In a move designed to quell concerns over a deepening crisis in education, recruitment agents will be used to find “quality teachers to fill vacancies listed by schools” from other countries, the Ministry of Education confirmed.
Jacinda Ardern’s government is facing a teacher shortage.
But Post Primary Teachers' Association (PPTA) president Jack Boyle has rejected the move, saying there was a global shortage of teachers, and New Zealand's teachers faced a job that was “too big” and paid “rubbish” money.
He struggled to see the attraction for ideal recruits, unless pay and workload issues were overcome. The announcement reminded him of the “neo-liberal” methods of the government's predecessors, he said.
Boyle said the government's announcement could threaten quality teaching practices, which gave New Zealand its “heavyweight” teaching title across the globe.
“I'm disappointed with the minister,” he said.
Efforts to strengthen the secondary school workforce came as PPTA members rejected the latest collective agreement offer from the government this week.
Before the vote at the PPTA's annual conference in Wellington, Education Minister Chris Hipkins recognised that new foreign teachers would not be a silver bullet to the staffing problem.
Education Minister Chris Hipkins.
“I want to be clear at this point that I don't see relying on overseas recruitment as the ultimate solution to our teacher shortage,” he said.
“Recruiting and equipping them with the skills they need will take some time.”
Ellen MacGregor-Reid, ministry deputy secretary, early learning and student achievement, said New Zealand teachers working overseas and overseas-trained teachers willing to teach in areas and subjects under pressure were being sought.
“We are focused on attracting quality teachers with pre-approved qualifications that meet New Zealand's requirements,” MacGregor-Reid said.
The ministry declined to reveal how much the recruitment campaign would cost, citing commercial sensitivity.
However, MacGregor-Reid said recruited teachers could be eligible for an overseas relocation grant, while schools could claim a finder's fee of $NZ3000 ($2750) to help recoup their costs.
“These two payments combined can be up to $NZ10,000 for a New Zealand teacher coming home and $NZ8000 for an overseas teacher moving to New Zealand,” she said.
The decision to open up the classrooms to foreign teachers came as the PPTA's 17,000-strong membership refused to endorse the ministry's latest offer.
It offered yearly pay rises of between 2 and 3 per cent for three years, but that paled in comparison to what PPTA members were seeking: a salary increase of 15 per cent in one year.

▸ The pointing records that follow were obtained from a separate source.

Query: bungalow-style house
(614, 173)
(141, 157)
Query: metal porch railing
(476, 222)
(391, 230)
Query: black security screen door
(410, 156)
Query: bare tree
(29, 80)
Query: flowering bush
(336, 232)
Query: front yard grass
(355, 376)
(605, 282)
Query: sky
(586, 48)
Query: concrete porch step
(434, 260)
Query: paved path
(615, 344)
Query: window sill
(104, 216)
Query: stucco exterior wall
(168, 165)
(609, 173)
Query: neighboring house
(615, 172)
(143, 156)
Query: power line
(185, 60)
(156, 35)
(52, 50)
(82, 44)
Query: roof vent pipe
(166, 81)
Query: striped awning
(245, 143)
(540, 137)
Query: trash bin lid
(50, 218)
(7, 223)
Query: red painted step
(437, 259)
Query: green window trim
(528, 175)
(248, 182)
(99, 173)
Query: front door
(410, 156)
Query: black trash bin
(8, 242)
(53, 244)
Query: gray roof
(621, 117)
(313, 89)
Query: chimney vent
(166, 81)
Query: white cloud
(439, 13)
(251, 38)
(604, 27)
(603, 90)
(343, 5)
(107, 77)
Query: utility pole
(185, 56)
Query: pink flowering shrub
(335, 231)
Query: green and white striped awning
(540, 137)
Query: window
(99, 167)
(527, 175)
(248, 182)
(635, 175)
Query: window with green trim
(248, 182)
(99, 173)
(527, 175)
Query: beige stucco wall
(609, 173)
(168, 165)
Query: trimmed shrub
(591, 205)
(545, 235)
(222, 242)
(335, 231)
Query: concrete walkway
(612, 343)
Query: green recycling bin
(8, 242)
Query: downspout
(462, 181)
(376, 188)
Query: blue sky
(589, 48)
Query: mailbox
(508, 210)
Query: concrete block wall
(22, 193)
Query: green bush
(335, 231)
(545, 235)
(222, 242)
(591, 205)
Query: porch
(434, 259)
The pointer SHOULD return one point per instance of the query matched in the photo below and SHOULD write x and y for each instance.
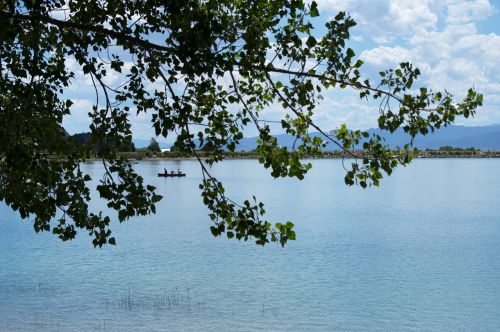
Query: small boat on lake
(171, 174)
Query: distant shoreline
(343, 155)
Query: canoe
(166, 175)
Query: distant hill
(484, 138)
(144, 143)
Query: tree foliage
(154, 146)
(203, 70)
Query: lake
(418, 253)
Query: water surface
(418, 253)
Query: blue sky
(455, 43)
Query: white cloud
(467, 11)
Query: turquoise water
(418, 253)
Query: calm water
(418, 253)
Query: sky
(454, 43)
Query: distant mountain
(484, 138)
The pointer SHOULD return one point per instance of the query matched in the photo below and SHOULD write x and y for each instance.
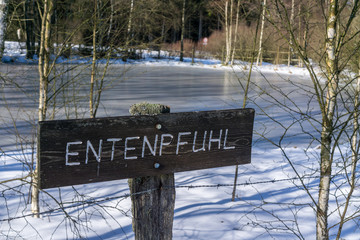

The offer would have seen beginner teachers' base salaries lift from $NZ51,200 to $NZ55,137, while base salaries for teachers at the top of the pay scale would grow from $NZ78,000 to $NZ85,233.
The unanimous rejection was made just a day after unionised primary teachers and principals chose to put a week-long rolling strike to a vote this month, and followed a day of industrial action in August.
On Tuesday, Hipkins told PPTA delegates the government was facing a “huge challenge” in increasing teacher supply, adding that for some schools, the situation was “reaching crisis point”.
“The previous government oversaw a 40 per cent reduction in the number of teacher trainees and we can't turn that around overnight,” he said.
"I'm giving you my commitment that our government will work with you to address the very legitimate issues that you've been raising.”